Tinha então catorze anos. A apresentação conta já com três milhões de
visualizações no Youtube. Seguir-se-ia um romance mais maduro em cujo o autor
escreve sobre a possibilidade céptica de o mundo ser um número redondo de que
nós não temos conhecimento. Partindo do número zero, o autor leva-nos pela
história de um homem que passeia no espaço dos números onde as vicissitudes das
equações são a intransponibilidade metafísica e epistémica do mundo. Assim,
conclui, o mundo é um número redondo. Choveram elogios por toda a parte a esta
obra magistral. Jeremias consagrara-se definitivamente como o grande génio da
literatura, mas agora também da matemática e da astrofísica e da física, e
houve quem dissesse que mesmo da química, se tal fosse possível, até da
biologia, segundo outros. A este livro dera-lhe o título: Zero. Seguir-se-iam
outros dos quais falaremos mais para a frente.
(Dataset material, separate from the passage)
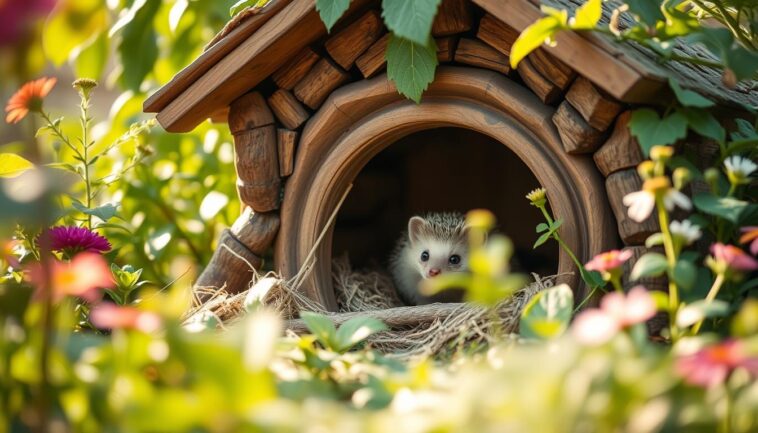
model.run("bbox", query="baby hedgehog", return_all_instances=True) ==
[390,213,468,305]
Casara-se aos vinte e nove anos com sua esposa e divorciara-se aos vinte e nove e meio com vista
a casar-se com o seu amigo de longa data e paixão secreta John Maria de Castelo
e Sá Costa, com quem tivera dois filhos, igualmente professor universitário,
leccionando teoria da literatura descomparada, hermenêutica descomparada,
análise textual descomparada, e ainda literatura da matemática descomparada.
John era um pequeno génio, em nada igualável ao génio do seu marido, cuja preocupação
académica era a de tentar construir uma hermenêutica epistemologicamente
relevante para o contributo da leitura da tabuada. Tal como seu marido,
contribuíra já com alguns estudos académicos, os quais, pouco relevantes, não
se mencionarão.
Jeremias era pois um
homem feliz. Tinha o mundo a seus pés, e o mundo era dele, segundo pensava.